What I like most about the Tony Jaa "cycle" of Thai martial-arts movies is that they all affect this seemingly straight-faced kind of fairytale moral naivete amid all the head-kicking. Jaa - a simply incredible physical-specimen of a fight-star if certainly NOT the most charismatic figure the genre has ever seen - generally plays a Thai version of Lil' Abner: An old-fashioned, reflexively-patriotic, churchgoing country bumpkin who happens to be a superhuman ass-kicking machine and puts those skills to use against unscrupulous "big city folk" who make trouble for his rural compatriots... usually by disrespecting their religious customs or screwing with their resources. In "Ong Bak" he beats up about 1/3rd of Bangkok trying to find a stolen Buddha statue, while in "The Protector" he has to save a baby elephant from a crime syndicate that's running an illegal resturaunt that serves endangered animals to evil gourmets. Read that last one again.

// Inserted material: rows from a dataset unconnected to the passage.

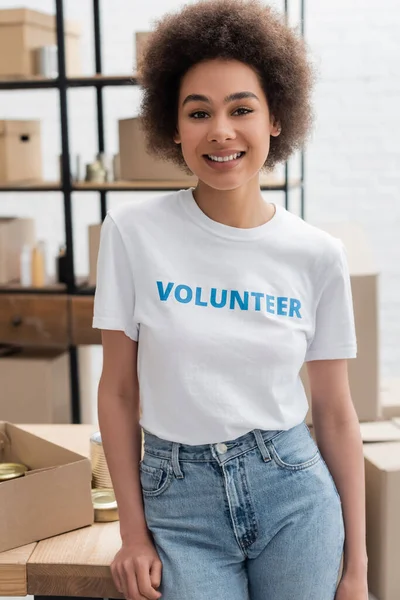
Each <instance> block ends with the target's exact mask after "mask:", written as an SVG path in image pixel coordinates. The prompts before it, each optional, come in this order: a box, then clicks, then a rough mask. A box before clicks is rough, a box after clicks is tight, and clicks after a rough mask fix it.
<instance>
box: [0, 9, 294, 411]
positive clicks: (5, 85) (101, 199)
mask: <svg viewBox="0 0 400 600" xmlns="http://www.w3.org/2000/svg"><path fill="white" fill-rule="evenodd" d="M92 2H93V24H94V51H95V75H94V76H93V77H73V78H68V77H67V75H66V64H65V37H64V5H63V0H55V14H56V28H57V46H58V77H57V78H55V79H32V80H17V81H0V91H1V90H31V89H57V90H58V92H59V103H60V126H61V149H62V179H61V182H60V183H59V184H58V183H46V182H43V183H41V184H38V185H34V186H24V185H15V186H1V185H0V192H38V191H40V192H55V191H57V192H61V193H62V195H63V203H64V225H65V243H66V254H67V264H68V283H67V284H66V288H65V289H64V290H63V291H62V292H60V291H59V290H58V289H57V290H52V289H48V288H46V289H42V290H41V289H35V290H34V293H35V294H38V293H43V294H59V293H63V294H65V293H67V294H70V295H93V294H94V291H95V290H94V288H89V287H82V286H80V285H79V284H78V283H77V281H76V276H75V269H74V244H73V221H72V194H73V193H74V192H85V191H97V192H98V193H99V199H100V214H101V220H103V219H104V218H105V216H106V213H107V192H109V191H116V192H117V191H146V192H147V191H172V190H174V189H175V190H176V189H180V188H179V187H176V186H175V187H174V186H173V184H172V185H171V186H169V185H168V186H164V187H162V186H160V185H154V187H152V188H149V187H148V186H145V185H141V184H140V182H138V184H137V185H132V184H131V183H129V182H126V184H125V185H124V183H122V184H121V183H120V184H119V185H118V186H115V185H113V184H112V183H111V184H105V185H100V186H99V185H96V184H93V185H90V184H89V185H84V186H82V185H79V184H74V183H73V182H72V180H71V165H70V152H69V119H68V98H67V92H68V89H70V88H83V87H94V88H95V89H96V105H97V132H98V134H97V140H98V152H99V153H100V152H104V151H105V148H106V141H105V136H104V106H103V88H104V87H108V86H113V87H114V86H135V85H138V82H137V79H136V78H135V76H134V75H132V76H130V75H129V76H124V75H121V76H104V75H103V74H102V60H101V19H100V16H101V11H100V0H92ZM299 2H300V30H301V34H302V35H303V36H304V17H305V0H299ZM284 14H285V16H286V19H288V16H289V7H288V0H284ZM300 160H301V164H300V178H299V179H298V180H297V181H296V182H295V183H294V184H292V185H291V184H290V182H289V164H288V163H286V164H285V179H284V182H283V183H282V184H281V185H261V189H262V190H263V191H275V192H283V193H284V195H285V207H286V208H287V209H289V194H290V190H291V189H295V188H297V189H300V194H301V200H300V202H301V217H302V218H304V212H305V193H304V171H305V161H304V152H301V153H300ZM0 293H12V294H15V293H23V294H29V293H32V292H30V291H28V290H24V289H19V290H17V289H12V290H10V289H7V288H2V289H0ZM69 357H70V379H71V407H72V421H73V423H80V422H81V405H80V391H79V365H78V355H77V347H76V346H69Z"/></svg>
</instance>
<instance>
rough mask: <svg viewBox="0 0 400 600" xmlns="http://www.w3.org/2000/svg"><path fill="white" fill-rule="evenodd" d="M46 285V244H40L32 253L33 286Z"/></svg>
mask: <svg viewBox="0 0 400 600" xmlns="http://www.w3.org/2000/svg"><path fill="white" fill-rule="evenodd" d="M45 285H46V267H45V244H44V242H42V241H41V242H38V243H37V245H36V246H35V247H34V248H33V251H32V286H33V287H44V286H45Z"/></svg>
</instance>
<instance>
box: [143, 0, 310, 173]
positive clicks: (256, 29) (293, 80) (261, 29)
mask: <svg viewBox="0 0 400 600" xmlns="http://www.w3.org/2000/svg"><path fill="white" fill-rule="evenodd" d="M216 58H222V59H225V60H229V59H231V60H238V61H241V62H243V63H245V64H247V65H249V66H250V67H252V68H253V69H254V71H255V72H256V73H257V75H258V77H259V80H260V84H261V87H262V89H263V91H264V93H265V96H266V99H267V102H268V107H269V110H270V112H271V114H272V115H273V116H274V118H275V121H277V122H279V123H280V125H281V128H282V131H281V134H280V135H279V136H278V137H274V136H271V137H270V150H269V154H268V157H267V159H266V161H265V163H264V165H263V168H264V169H265V170H271V169H273V167H274V166H275V165H276V164H277V163H280V162H283V161H286V160H287V159H288V158H289V156H290V155H291V154H292V153H293V152H294V151H295V150H297V149H300V148H301V147H302V146H303V144H304V142H305V141H306V138H307V137H308V134H309V132H310V130H311V125H312V122H313V111H312V107H311V91H312V87H313V83H314V70H313V67H312V66H311V64H310V61H309V60H308V57H307V50H306V44H305V43H304V40H303V39H302V37H301V36H300V35H299V34H298V33H296V31H295V30H294V29H292V28H291V27H289V26H288V25H287V24H286V23H285V21H284V17H283V16H282V15H280V13H278V12H277V11H274V10H273V9H272V8H271V7H269V6H265V5H263V4H262V3H261V2H260V0H200V1H199V2H197V3H195V4H190V5H185V6H184V7H183V8H182V9H181V10H180V11H179V12H178V13H168V14H166V15H165V16H163V17H162V18H161V19H159V20H158V21H156V27H155V29H154V30H153V31H152V33H151V35H150V36H149V38H148V41H147V43H146V45H145V48H144V51H143V53H142V57H141V59H140V60H139V61H138V82H139V84H140V85H141V86H142V87H143V97H142V101H141V106H140V115H139V116H140V119H141V123H142V127H143V131H144V135H145V138H146V145H147V149H148V151H149V152H150V153H151V154H153V155H154V156H157V157H159V158H161V159H164V160H169V161H171V162H173V163H174V164H175V165H177V166H179V167H181V168H182V169H183V170H184V171H185V172H186V173H188V174H191V171H190V169H189V168H188V166H187V165H186V163H185V160H184V158H183V156H182V150H181V146H180V145H177V144H176V143H175V142H174V141H173V136H174V134H175V132H176V127H177V118H178V99H179V90H180V82H181V80H182V77H183V76H184V75H185V73H186V72H187V71H188V70H189V69H190V68H191V67H192V66H193V65H195V64H197V63H199V62H204V61H206V60H212V59H216Z"/></svg>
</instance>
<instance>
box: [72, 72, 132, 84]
mask: <svg viewBox="0 0 400 600" xmlns="http://www.w3.org/2000/svg"><path fill="white" fill-rule="evenodd" d="M120 85H137V76H136V73H132V75H92V76H85V77H70V78H69V79H67V87H106V86H120Z"/></svg>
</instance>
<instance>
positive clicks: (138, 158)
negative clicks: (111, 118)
mask: <svg viewBox="0 0 400 600" xmlns="http://www.w3.org/2000/svg"><path fill="white" fill-rule="evenodd" d="M118 128H119V156H120V166H121V179H123V180H126V181H132V180H144V179H145V180H150V181H160V180H167V181H168V180H176V179H178V180H182V181H184V182H185V183H187V184H188V185H190V184H195V183H196V182H197V177H195V176H194V175H191V176H189V175H187V174H186V173H185V172H184V171H182V169H179V167H177V166H175V165H173V164H172V163H170V162H167V161H163V160H160V159H158V158H155V157H153V156H152V155H151V154H149V153H148V152H147V150H146V143H145V136H144V132H143V130H142V127H141V123H140V118H139V117H134V118H132V119H122V120H120V121H119V122H118Z"/></svg>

Which might be why, while the rest of the web is losing it over the shot in the new trailer for "Ong Bak 2" where Jaa appears to be fighting a live crocodile; MY favorite part is the sublimely ridiculous shot of him standing on the rock while what looks like an army of elephants GENUFLECTS in front of him like he's fucking Babar or something:




Incidentally, this looks to be a period film; which leads me to believe that it doesn't actually have anything to do with the first one - which makes sense, since "Protector" was actually already called "Ong Bak 2" in some territories.